What’s going on here, Zabulon? I suddenly felt absurdly insulted. Here I am! I’m stepping into your trap, look, I’ve already raised my foot, it’s all just about to happen, but where are you?

Either the great Dark Magician had hidden himself so carefully that I couldn’t find him, or he wasn’t there at all.

I’d lost. I’d lost even before the game was over, because I hadn’t understood my enemy’s intentions. There ought to have been an ambush here, the Dark Ones needed to kill the Maverick the moment he killed Egor.

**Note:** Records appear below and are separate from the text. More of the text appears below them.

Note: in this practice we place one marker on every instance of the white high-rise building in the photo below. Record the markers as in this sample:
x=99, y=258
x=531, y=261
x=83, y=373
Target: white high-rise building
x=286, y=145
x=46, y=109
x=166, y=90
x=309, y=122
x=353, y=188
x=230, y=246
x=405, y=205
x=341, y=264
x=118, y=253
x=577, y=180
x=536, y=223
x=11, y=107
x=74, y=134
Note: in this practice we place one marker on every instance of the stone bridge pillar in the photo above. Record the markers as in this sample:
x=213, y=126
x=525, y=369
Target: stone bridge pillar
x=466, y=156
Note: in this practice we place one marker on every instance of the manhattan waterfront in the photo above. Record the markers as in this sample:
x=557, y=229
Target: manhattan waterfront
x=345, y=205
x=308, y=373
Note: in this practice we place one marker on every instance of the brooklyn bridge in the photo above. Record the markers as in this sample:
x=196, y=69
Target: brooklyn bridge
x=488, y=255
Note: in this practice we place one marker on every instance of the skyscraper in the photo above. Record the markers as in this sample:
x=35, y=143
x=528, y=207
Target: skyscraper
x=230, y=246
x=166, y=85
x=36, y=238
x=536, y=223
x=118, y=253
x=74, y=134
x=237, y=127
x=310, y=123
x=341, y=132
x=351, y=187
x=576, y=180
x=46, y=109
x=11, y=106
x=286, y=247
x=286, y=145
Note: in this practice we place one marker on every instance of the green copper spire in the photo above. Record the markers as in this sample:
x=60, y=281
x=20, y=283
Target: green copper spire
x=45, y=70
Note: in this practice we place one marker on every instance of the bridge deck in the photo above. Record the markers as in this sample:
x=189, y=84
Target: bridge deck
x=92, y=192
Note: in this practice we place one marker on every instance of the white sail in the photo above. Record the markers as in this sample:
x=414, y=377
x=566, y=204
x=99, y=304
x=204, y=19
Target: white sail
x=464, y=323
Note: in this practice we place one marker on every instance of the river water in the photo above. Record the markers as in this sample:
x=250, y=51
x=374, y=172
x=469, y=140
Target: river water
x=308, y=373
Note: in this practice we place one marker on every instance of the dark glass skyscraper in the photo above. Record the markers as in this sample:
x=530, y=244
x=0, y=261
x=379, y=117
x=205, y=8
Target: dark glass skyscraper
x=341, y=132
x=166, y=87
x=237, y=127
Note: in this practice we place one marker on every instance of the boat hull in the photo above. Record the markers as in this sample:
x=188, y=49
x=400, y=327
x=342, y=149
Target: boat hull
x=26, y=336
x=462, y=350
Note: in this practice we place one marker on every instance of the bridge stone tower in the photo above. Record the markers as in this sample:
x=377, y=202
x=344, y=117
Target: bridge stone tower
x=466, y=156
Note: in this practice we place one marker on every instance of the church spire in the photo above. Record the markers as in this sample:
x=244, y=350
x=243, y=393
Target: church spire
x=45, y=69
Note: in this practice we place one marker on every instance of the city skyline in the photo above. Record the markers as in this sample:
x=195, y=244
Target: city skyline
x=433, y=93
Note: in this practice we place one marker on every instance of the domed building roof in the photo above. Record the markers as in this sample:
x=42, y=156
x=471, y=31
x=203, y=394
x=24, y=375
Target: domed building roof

I couldn’t let him kill Egor!

I was here, wasn’t I? I’d explain to him what was going on, tell him about the Watches and the way they monitored each other, about the Treaty that meant we had to maintain a neutral stance, about humans and the Others, about the world and the Twilight. I’d tell him everything the same way I’d told Svetlana, and he’d understand.

Or would he?

If he really couldn’t see the Light!

For him the human world was a grey mindless flock of sheep. The Dark Ones were the wolves who circled round him, picking off the fattest ones. And he was the guard dog. But he couldn’t see the shepherds, he was blinded by his fear and fury. So he hurtled about crazily, just him against all of them.

He wouldn’t believe me, he wouldn’t let himself believe me.

I raced forward, towards the Maverick. The door was already open, and the Maverick was talking to Egor. Why had the stupid kid come out so late at night when he knew perfectly well what kind of powers rule our world? The Maverick wasn’t able to summon his victims to him, was he?

Talk would be useless. Attack him from the Twilight. Pin him down. And explain everything afterwards.

The Twilight screeched with a thousand wounded voices when I crashed into the invisible barrier at full speed. Just three steps away from the Maverick, as I was already raising my hand to strike, I suddenly found myself flattened against a transparent wall. I slid down off it slowly with my ears ringing.

This was bad. He didn’t understand the nature of his power. He was a self-taught magician, a psychopath on the side of Good. But when he set out to do his work, he protected himself with a magical barrier. The fact that it was purely spontaneous wasn’t any comfort to me.

The Maverick said something to Egor and took his hand out from inside his jacket.

A wooden dagger. I’d heard something about that kind of magic, naïve and powerful at the same time, but this wasn’t the right time to try to remember.

I slid out of my shadow into the human world and jumped the Maverick from behind.

When he raised the dagger, Maxim was knocked off his feet. The world around him had already turned grey, the boy was already moving in slow motion, Maxim could see his eyelids moving down for the last time before they would part in terror and pain. The night had been transformed into the twilit stage where he held court and passed sentence.

Suddenly someone had stopped him. Knocked him aside and pushed him down on to the tarmac. At the very last moment Maxim managed to put out his hand, roll over and jump to his feet.

A third character had appeared on the stage. Why hadn’t Maxim noticed his sly approach? While he was busy with his vital work, chance witnesses and unwanted company had always been kept away by the power of the Light, the power that led him into battle. Why not this time?

The man was young, maybe a bit younger than Maxim. In jeans and a sweater, with a bag hanging over his shoulder – he shrugged it off carelessly on to the ground. He had a pistol in his hand.

‘Stop,’ said the man, as if Maxim had been about to run. ‘Listen to me.’

A passer-by who’d taken him for an ordinary maniac? But then what about the pistol, and the way he’d crept up without being noticed? A special forces soldier out of uniform? No, he would have shot Maxim and finished him off, he wouldn’t have let him get up off the ground.

Maxim peered at the stranger in horror, trying to figure out who he was. He could be another Dark One, but Maxim had never come across two at the same time.

There wasn’t any Dark there. There simply wasn’t, none at all!

‘Who are you?’ asked Maxim, almost forgetting about the boy magician, who was slowly backing away towards his rescuer.

‘Anton Gorodetsky Night Watch agent. You have to listen to me.’

Anton caught hold of Egor with his free hand and pushed him behind his back.